In prose that is sometimes lovely and evocative, other times giddy and sentimental, McPhee’s charming novel offers an unusual take on the fate of those who have money and those who desire it. Plunging us into
the world of mortgaged-backed securities, the author’s focus is on forty-something Manhattan mother India Palmer as she steadily transforms from a struggling novelist into a hotshot Wall Street trader, ultimately becoming a high-stakes risk-taker and a purveyor of billions of dollars.
When we first meet her, India is desperate to keep afloat her lifestyle of babysitters, private schools and dinner parties. In this elite New York world, success undoubtedly equals money
despite the desperate hope to so much of India’s existence. While India’s husband, Theodor, a struggling sculptor, ekes out a livelihood on irregular commissions, it’s pretty obvious their economic trajectory is on a downward slide as they struggle to survive in their rent-controlled upper Westside apartment,e juggling their revolving credit card debt and their flimsy reliance on “indefatigable hope.”
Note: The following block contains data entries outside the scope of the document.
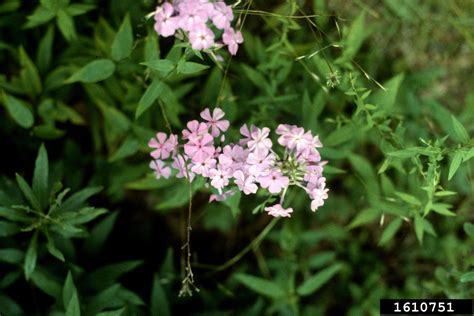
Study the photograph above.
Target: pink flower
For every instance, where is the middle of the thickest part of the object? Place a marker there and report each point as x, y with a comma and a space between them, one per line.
259, 161
274, 181
201, 38
245, 183
214, 121
222, 15
203, 167
220, 177
165, 24
195, 129
162, 146
200, 148
160, 169
180, 164
232, 39
259, 139
278, 211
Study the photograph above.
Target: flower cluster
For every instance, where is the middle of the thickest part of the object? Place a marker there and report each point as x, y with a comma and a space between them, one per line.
199, 20
248, 165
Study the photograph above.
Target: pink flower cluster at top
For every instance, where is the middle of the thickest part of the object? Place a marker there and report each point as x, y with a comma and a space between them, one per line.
246, 166
197, 19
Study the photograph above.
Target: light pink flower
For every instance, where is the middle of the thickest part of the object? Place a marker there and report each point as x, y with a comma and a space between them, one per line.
220, 177
195, 129
259, 139
278, 211
201, 38
222, 15
232, 39
214, 122
246, 183
163, 148
199, 148
165, 25
274, 181
161, 170
180, 164
203, 167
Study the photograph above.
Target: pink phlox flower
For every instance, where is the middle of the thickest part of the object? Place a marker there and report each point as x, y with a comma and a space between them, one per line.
195, 129
245, 131
220, 177
259, 139
201, 38
204, 166
222, 15
192, 17
278, 211
179, 163
161, 170
162, 146
165, 25
274, 181
259, 161
214, 122
232, 39
199, 148
246, 183
221, 197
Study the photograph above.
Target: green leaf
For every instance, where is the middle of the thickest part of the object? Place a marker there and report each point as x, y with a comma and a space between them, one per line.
390, 231
163, 65
11, 255
8, 229
455, 163
123, 40
149, 97
442, 208
31, 256
29, 74
41, 177
108, 275
158, 301
467, 277
189, 67
66, 25
459, 132
318, 280
261, 286
28, 193
77, 200
45, 48
18, 110
94, 71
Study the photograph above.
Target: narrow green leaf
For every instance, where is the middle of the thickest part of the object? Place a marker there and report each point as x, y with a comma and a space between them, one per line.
467, 277
29, 74
149, 97
28, 193
189, 67
159, 305
390, 231
94, 71
18, 110
261, 286
41, 177
31, 256
455, 163
66, 25
123, 40
460, 134
163, 65
318, 280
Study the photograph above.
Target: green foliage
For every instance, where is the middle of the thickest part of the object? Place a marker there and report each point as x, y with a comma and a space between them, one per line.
391, 100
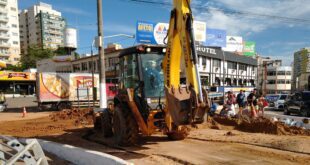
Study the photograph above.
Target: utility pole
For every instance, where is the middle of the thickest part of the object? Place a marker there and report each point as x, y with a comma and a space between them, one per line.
102, 86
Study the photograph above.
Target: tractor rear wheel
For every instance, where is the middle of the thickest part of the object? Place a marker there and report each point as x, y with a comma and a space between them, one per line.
124, 126
106, 123
179, 134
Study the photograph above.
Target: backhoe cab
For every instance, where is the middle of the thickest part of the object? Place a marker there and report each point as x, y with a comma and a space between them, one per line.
150, 96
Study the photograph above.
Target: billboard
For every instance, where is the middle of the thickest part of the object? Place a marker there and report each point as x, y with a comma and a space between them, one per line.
215, 38
151, 33
234, 44
17, 76
70, 38
63, 86
249, 48
155, 33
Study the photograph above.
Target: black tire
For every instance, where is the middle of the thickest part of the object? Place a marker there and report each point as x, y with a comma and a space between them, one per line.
286, 111
304, 113
179, 134
63, 105
106, 123
125, 127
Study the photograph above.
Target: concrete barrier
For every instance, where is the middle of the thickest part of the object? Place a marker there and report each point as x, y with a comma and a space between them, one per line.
78, 155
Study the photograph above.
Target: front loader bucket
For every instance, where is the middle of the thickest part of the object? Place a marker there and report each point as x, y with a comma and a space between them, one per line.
179, 105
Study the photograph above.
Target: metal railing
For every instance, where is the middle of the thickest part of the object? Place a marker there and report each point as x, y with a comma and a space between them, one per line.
12, 152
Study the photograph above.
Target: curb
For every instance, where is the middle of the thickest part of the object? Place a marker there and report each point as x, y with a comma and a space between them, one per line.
78, 155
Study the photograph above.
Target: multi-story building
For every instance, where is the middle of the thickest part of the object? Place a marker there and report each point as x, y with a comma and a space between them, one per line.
278, 80
42, 26
301, 76
263, 64
9, 32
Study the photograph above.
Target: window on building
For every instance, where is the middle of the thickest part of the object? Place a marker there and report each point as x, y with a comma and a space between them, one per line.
242, 67
216, 63
281, 73
271, 73
232, 65
271, 82
280, 81
204, 61
76, 67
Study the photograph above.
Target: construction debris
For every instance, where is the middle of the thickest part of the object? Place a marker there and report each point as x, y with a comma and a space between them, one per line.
261, 125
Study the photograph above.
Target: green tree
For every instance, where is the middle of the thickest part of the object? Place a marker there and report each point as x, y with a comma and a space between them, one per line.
34, 54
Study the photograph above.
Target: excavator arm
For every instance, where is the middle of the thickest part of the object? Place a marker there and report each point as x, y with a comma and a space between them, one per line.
184, 105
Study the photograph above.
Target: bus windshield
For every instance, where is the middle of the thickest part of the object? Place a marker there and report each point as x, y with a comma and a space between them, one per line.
152, 75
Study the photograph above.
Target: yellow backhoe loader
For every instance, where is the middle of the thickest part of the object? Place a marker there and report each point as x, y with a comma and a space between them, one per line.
151, 97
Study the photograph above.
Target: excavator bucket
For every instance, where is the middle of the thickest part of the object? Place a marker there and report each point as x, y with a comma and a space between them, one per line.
184, 107
179, 105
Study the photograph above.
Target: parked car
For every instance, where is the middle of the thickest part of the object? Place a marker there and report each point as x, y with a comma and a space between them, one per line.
298, 103
276, 101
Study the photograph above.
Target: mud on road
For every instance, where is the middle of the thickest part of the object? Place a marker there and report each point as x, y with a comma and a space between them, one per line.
212, 143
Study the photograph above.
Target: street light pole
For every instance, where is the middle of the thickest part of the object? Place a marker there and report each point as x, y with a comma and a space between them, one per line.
102, 86
93, 72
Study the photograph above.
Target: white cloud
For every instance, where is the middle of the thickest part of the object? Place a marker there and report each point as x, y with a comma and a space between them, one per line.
118, 28
256, 17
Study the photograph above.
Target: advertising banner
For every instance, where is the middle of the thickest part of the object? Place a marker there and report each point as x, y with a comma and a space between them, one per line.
17, 76
234, 44
249, 48
155, 33
215, 38
151, 33
64, 86
200, 29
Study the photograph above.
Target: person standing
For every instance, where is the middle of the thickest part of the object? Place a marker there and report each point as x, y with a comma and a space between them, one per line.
252, 101
240, 101
2, 98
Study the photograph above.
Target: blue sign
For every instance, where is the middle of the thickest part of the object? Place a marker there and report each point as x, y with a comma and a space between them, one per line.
215, 38
151, 33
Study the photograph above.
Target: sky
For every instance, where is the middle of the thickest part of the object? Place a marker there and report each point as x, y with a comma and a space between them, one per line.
279, 27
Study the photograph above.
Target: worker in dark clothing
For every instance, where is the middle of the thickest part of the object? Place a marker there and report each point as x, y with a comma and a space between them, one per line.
252, 102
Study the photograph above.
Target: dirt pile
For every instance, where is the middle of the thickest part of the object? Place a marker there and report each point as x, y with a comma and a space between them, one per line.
80, 116
261, 125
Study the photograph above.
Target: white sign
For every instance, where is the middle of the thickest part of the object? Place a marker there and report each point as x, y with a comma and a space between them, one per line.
70, 38
234, 44
200, 29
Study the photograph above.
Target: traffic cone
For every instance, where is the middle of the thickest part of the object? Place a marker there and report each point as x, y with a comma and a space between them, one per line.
24, 112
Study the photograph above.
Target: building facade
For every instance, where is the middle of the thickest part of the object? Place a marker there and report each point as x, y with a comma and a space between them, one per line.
9, 32
278, 80
42, 26
220, 68
300, 80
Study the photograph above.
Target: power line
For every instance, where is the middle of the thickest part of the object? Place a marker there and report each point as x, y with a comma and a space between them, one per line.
229, 11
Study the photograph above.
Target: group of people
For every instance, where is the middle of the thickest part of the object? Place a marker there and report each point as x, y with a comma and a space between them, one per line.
250, 105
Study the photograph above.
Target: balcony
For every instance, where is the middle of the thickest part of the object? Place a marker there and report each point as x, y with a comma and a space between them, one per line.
5, 28
4, 19
4, 45
3, 2
3, 10
4, 36
4, 54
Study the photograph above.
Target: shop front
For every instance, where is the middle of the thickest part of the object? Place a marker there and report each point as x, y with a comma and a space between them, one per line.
17, 83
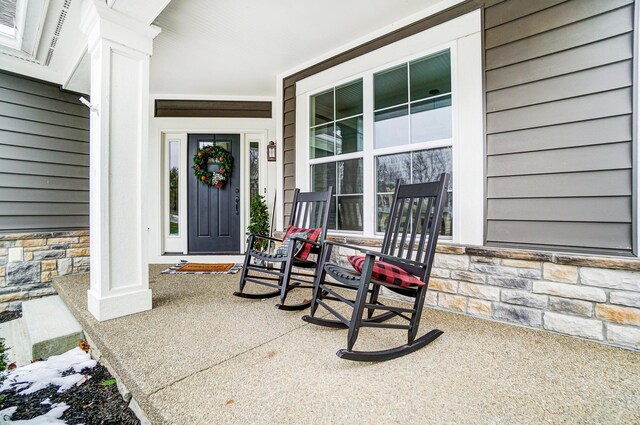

India’s best friends are the Chapmans. Will Chapman rakes in money on Wall Street while his wife, Emma, is a stay-at-home mother. A smooth talker with charming green eyes
atwinkle with optimism, Will invites India and Theodor for a weekend at their new house on Pond Point in Maine. India can’t help but admire the Chapmans well-appointed world, so much more beautiful to look upon than India’s “starving elitist set”
amid the shambles of her “riotous, debt-ridden mess of a life.”
Then comes the proposition from Will’s friend Win Johns, boldly determined to make India into a mortgage trader at Bond and Bond Brothers. Initially arriving in Pond Point on a biplane wearing goggles and black combat boots, oozing wealthy bravado, Win’s easy jocularity entices India. In an afternoon of flowing champagne and talk of derivatives, yield curves and investment opportunities, India decides to give Will’s offer shot, the two forming a vibrant and special connection.
McPhee boisterously charts her protagonist’s growth with gusto and perseverance as India enters the fast dance of financial seduction and speculation. Thrust by Win and his boss, Ralf Radalpieno ( the architect of the scheme who sits four floors above her), the engines of commerce hum. India learns how mortgages are packaged and lumped into the vast money mill of power and influence where money, though invisible, is in constant motion.
Although the descriptions of the more technical aspects of bond trading are a bit dry, the author expertly encapsulates the boyish camaraderie, the long hours, the tense stand-offs and the sense of infinite financial possibility that characterized much of the past decade. What starts out as a lark soon becomes days filled with screens of endless green lines and gibberish.
Still, McPhee’s novel is always rich with her heroine’s hopes and dreams. We watch, unable to look away, as India reinvents herself as one the “uber-boys” who, with their perfect rationality, show their colleague that the game of trading is just one "heady drug."